No es malo que Redford tenga voluntad de hacer cine político, por llamarlo así, o cine didáctico. Está buenísimo cuando el cine es un vehículo para tomar parte en los problemas que atañen a la comunidad donde vive uno. Lo malo es la calidad de manual escolar de su arte comprometido, la creación de situaciones poco creíbles a nivel dramático, donde los personajes explicitan demasiado sus proyectos en conflicto, más para que el espectador comprenda porque están diciendo lo que dicen –rozando a veces la subestimación- que porque ese nivel de explicitación sea necesario para entenderse entre los mismos personajes. Ya no es necesario decir que EE UU en los años 80 vendió armas a Irak y hoy instiga a los irakíes a usarlas en su contra, porque lo sabe cualquier televidente o radioescucha. Si ese dato no se integra en la fábula de los personajes que discuten, si es un dato que sólo atañe al saber general pero no suma a la discusión particular, mejor ponerlo en un documental sobre la administración de la guerra que demuestre como los norteamericanos se sienten por encima de la Historia. Un documental, aparte, siempre aparenta ser más comprometido políticamente.
Edward Said, cuando hace unos años analizaba lo que él llamaba “bosques de disidencia” a la guerra en Irak, nos hacía ver que la resistencia pasaba por formas y lugares tan disímiles como sutiles, y que podía ser tanto progresista como reaccionaria. Claro está que hubiera sido mucho más difícil escribir sobre la oposición a la guerra entremezclada con el discurso religioso (los cuáqueros, los sínodo-prebisterianos), por ejemplo. Porque está más a mano desarmar el discurso de la prensa que el del neoconservadurismo y su fundamentalismo cristiano. Redford, a pesar de tanta oposición, no puede zafar de lo más crudo del multiculturalismo y su filosofía de la tolerancia.
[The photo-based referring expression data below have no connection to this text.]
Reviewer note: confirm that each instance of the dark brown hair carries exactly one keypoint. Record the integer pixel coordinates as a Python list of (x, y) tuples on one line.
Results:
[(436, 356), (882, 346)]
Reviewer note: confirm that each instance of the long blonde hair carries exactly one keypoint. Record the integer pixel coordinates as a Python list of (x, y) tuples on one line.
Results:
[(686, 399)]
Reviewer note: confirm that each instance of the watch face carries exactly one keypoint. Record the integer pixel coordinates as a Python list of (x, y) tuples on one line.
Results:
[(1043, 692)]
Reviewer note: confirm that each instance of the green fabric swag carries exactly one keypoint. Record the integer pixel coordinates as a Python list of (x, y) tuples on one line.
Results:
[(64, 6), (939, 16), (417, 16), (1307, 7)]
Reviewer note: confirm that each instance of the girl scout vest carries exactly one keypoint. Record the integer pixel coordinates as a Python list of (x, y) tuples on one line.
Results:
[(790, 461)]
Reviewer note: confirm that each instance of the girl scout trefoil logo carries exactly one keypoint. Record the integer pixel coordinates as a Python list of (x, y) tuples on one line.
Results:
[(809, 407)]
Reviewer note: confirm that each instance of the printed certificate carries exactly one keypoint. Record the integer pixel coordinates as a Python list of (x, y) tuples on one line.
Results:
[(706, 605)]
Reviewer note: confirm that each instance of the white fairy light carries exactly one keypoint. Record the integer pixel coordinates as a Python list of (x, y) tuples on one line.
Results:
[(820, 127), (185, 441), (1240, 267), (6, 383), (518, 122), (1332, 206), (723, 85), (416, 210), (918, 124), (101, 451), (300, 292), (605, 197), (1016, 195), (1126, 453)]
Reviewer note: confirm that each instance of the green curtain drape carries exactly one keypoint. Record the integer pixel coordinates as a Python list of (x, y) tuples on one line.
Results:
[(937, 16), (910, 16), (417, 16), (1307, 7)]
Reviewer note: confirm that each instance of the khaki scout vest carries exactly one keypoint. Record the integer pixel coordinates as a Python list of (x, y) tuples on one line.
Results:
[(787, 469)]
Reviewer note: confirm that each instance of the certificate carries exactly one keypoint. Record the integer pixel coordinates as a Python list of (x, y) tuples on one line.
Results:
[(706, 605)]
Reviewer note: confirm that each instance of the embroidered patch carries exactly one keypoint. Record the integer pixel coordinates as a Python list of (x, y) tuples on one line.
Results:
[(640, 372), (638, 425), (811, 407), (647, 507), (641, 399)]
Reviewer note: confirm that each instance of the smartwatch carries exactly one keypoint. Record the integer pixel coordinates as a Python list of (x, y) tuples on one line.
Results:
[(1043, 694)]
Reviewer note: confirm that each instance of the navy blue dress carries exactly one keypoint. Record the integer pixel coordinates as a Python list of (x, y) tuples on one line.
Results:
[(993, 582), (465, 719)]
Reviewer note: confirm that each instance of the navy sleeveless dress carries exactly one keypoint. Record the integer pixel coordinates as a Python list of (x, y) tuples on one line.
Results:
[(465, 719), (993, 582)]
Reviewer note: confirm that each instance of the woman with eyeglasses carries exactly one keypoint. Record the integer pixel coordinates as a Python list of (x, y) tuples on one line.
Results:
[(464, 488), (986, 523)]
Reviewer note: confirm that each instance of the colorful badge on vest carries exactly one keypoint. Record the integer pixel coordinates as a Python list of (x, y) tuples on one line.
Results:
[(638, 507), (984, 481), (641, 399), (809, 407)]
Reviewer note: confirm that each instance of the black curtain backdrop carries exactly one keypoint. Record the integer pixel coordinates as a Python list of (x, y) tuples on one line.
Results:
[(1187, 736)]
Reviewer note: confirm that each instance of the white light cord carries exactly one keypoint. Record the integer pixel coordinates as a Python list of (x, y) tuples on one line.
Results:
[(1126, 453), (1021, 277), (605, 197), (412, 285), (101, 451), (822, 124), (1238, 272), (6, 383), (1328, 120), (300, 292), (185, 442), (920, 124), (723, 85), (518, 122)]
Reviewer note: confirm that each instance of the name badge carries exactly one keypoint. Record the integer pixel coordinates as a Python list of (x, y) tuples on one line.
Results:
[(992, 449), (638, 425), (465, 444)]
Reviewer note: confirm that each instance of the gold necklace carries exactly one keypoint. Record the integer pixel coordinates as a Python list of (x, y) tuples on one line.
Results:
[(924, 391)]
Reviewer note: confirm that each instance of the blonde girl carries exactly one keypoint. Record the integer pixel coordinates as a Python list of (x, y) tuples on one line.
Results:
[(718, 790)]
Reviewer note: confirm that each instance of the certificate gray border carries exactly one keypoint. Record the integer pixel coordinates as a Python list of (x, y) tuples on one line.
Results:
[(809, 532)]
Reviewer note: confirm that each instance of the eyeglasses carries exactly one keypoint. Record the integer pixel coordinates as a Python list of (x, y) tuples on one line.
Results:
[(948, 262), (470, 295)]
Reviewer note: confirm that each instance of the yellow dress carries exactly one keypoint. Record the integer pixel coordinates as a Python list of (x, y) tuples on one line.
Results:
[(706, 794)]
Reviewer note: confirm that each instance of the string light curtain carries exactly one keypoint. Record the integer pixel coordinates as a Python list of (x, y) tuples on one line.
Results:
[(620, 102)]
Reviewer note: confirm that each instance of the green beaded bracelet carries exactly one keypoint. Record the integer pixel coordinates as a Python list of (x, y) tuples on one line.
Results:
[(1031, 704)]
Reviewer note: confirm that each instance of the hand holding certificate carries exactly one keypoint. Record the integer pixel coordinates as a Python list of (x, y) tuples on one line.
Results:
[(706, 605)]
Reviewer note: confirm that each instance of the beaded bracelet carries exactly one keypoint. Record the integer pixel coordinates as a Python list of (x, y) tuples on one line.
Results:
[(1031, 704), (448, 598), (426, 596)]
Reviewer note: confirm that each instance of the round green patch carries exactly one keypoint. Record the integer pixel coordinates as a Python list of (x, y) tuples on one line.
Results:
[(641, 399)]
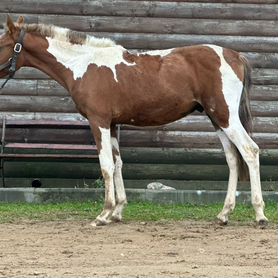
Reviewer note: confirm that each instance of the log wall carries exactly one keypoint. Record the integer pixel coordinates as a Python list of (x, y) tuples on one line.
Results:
[(247, 26)]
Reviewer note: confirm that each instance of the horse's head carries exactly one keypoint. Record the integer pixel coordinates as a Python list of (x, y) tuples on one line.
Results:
[(10, 47)]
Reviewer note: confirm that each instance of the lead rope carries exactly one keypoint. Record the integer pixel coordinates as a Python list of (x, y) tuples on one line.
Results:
[(13, 60)]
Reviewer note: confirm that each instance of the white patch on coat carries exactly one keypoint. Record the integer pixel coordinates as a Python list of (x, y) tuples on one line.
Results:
[(78, 57), (161, 53), (231, 84)]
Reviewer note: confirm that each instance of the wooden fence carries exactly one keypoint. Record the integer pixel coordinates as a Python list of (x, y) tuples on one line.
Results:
[(247, 26)]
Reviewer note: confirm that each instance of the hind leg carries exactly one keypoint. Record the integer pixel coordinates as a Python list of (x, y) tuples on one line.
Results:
[(250, 153), (232, 161), (118, 179)]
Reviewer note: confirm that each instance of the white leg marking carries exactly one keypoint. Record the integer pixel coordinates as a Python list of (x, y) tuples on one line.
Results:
[(119, 184), (107, 168), (231, 158), (250, 153), (232, 90)]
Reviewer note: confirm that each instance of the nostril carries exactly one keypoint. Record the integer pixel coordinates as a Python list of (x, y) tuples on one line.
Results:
[(36, 183)]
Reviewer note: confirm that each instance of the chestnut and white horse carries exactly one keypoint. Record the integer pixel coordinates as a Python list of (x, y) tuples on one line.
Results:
[(110, 86)]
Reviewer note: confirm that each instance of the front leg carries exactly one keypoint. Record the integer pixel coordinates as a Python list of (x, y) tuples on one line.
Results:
[(103, 141)]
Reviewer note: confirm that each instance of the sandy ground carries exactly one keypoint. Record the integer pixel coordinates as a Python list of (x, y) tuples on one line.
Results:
[(175, 249)]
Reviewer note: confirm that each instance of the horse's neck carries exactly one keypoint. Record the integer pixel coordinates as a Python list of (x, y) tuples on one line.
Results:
[(39, 58)]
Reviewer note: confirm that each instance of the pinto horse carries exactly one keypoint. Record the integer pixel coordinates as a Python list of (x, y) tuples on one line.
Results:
[(111, 85)]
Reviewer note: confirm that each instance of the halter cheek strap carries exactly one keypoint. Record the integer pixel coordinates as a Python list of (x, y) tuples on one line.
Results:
[(12, 62)]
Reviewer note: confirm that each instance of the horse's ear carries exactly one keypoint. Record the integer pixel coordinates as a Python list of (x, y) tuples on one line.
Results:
[(10, 25), (20, 20)]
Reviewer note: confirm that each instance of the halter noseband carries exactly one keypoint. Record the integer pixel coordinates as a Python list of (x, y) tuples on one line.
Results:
[(12, 62)]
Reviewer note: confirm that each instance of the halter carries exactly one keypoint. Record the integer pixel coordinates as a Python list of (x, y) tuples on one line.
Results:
[(11, 63)]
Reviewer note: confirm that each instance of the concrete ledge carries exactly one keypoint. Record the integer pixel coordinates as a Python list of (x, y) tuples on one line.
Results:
[(56, 195)]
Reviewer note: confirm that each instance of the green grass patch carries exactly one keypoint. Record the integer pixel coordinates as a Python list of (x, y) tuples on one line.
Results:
[(17, 212)]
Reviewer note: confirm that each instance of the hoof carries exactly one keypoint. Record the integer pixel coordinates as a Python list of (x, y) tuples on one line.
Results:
[(222, 223), (115, 218), (99, 222), (263, 223)]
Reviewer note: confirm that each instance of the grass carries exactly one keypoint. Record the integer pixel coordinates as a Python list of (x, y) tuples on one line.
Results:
[(11, 212)]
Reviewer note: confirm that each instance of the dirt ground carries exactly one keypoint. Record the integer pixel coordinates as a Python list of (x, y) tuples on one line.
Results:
[(170, 249)]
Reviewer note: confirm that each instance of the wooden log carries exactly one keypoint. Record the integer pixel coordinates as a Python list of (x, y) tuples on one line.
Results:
[(65, 104), (130, 171), (202, 123), (222, 1), (189, 123), (36, 104), (166, 26), (265, 76), (162, 41), (186, 156), (49, 87), (264, 92), (186, 139), (133, 138), (172, 9), (41, 116), (260, 76), (178, 184), (262, 60), (156, 25)]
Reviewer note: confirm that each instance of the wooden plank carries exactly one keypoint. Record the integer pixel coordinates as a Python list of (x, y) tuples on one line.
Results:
[(142, 183), (146, 8), (260, 76), (130, 171), (33, 87), (186, 156), (49, 87), (262, 60), (36, 104), (264, 92), (42, 116), (221, 1), (163, 26), (202, 123), (177, 184), (149, 138), (162, 41), (65, 105), (133, 137), (189, 123)]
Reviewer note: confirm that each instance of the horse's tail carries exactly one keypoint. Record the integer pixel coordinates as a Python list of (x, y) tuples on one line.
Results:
[(245, 114)]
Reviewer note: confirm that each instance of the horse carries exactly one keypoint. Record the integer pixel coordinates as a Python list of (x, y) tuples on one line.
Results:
[(111, 85)]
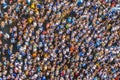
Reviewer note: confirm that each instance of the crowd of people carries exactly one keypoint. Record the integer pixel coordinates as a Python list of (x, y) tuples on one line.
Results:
[(59, 40)]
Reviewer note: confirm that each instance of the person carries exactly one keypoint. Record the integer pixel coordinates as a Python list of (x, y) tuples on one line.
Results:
[(59, 39)]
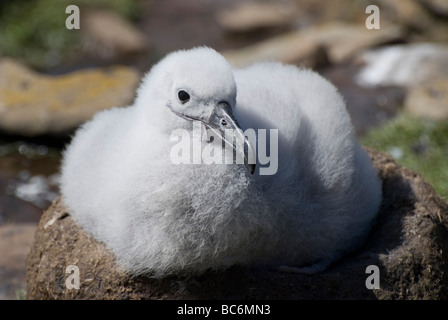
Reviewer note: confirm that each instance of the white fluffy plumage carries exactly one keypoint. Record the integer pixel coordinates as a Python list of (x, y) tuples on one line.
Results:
[(161, 218)]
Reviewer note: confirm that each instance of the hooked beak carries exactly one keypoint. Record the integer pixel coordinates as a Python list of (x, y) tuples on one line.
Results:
[(220, 120)]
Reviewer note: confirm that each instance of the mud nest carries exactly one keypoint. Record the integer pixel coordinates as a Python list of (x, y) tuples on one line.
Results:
[(409, 244)]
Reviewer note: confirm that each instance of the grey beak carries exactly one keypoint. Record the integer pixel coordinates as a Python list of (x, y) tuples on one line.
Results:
[(220, 120)]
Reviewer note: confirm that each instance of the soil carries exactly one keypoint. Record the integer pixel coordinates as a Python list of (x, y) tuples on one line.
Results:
[(409, 244)]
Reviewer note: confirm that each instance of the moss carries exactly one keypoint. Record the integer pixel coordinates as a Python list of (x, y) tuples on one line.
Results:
[(421, 145), (35, 30)]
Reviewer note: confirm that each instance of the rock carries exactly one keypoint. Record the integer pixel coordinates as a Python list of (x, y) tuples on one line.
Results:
[(439, 7), (343, 41), (404, 65), (297, 47), (250, 17), (334, 41), (430, 100), (108, 36), (34, 104), (15, 244), (408, 12), (409, 244)]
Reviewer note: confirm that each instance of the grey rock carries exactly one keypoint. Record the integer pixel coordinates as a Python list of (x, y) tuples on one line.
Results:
[(409, 244)]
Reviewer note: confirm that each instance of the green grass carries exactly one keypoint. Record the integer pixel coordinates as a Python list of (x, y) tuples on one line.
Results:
[(420, 145), (35, 31)]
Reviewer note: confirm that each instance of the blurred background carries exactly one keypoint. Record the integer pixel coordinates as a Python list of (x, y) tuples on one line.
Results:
[(394, 80)]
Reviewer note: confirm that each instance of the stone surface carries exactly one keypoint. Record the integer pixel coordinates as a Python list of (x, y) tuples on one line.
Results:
[(15, 243), (408, 12), (296, 47), (34, 104), (430, 100), (336, 42), (439, 7), (109, 36), (250, 17), (404, 65), (409, 244)]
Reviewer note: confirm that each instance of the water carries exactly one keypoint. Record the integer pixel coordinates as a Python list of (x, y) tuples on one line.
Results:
[(29, 175)]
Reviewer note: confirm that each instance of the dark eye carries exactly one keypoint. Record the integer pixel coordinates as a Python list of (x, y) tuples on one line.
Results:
[(183, 96)]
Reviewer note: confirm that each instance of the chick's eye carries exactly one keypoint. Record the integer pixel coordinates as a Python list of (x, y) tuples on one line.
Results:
[(183, 96)]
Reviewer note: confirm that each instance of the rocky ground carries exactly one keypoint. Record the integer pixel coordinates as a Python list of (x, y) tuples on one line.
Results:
[(403, 66)]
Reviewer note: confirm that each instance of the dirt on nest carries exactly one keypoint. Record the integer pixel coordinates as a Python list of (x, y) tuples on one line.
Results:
[(409, 244)]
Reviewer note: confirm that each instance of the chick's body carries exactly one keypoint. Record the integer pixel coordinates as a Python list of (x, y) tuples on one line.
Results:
[(161, 218)]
El problema mayor de todos es que ni la fotografía ni la banda de sonido (demasiado incidental) salvan al muerto. El ensamblado de imágenes, el montaje frenético del final, es para llorar, pero de la risa. Las tres historias debían terminar parpadeando, no quedaba otra, mostrar el final de nada más que una era tomar una decisión muy arriesgada. Y a la gente le gusta saber el final, y que ganen los buenos, o, al menos, los idealistas. ¡Le doy 3 bolitas de paraíso!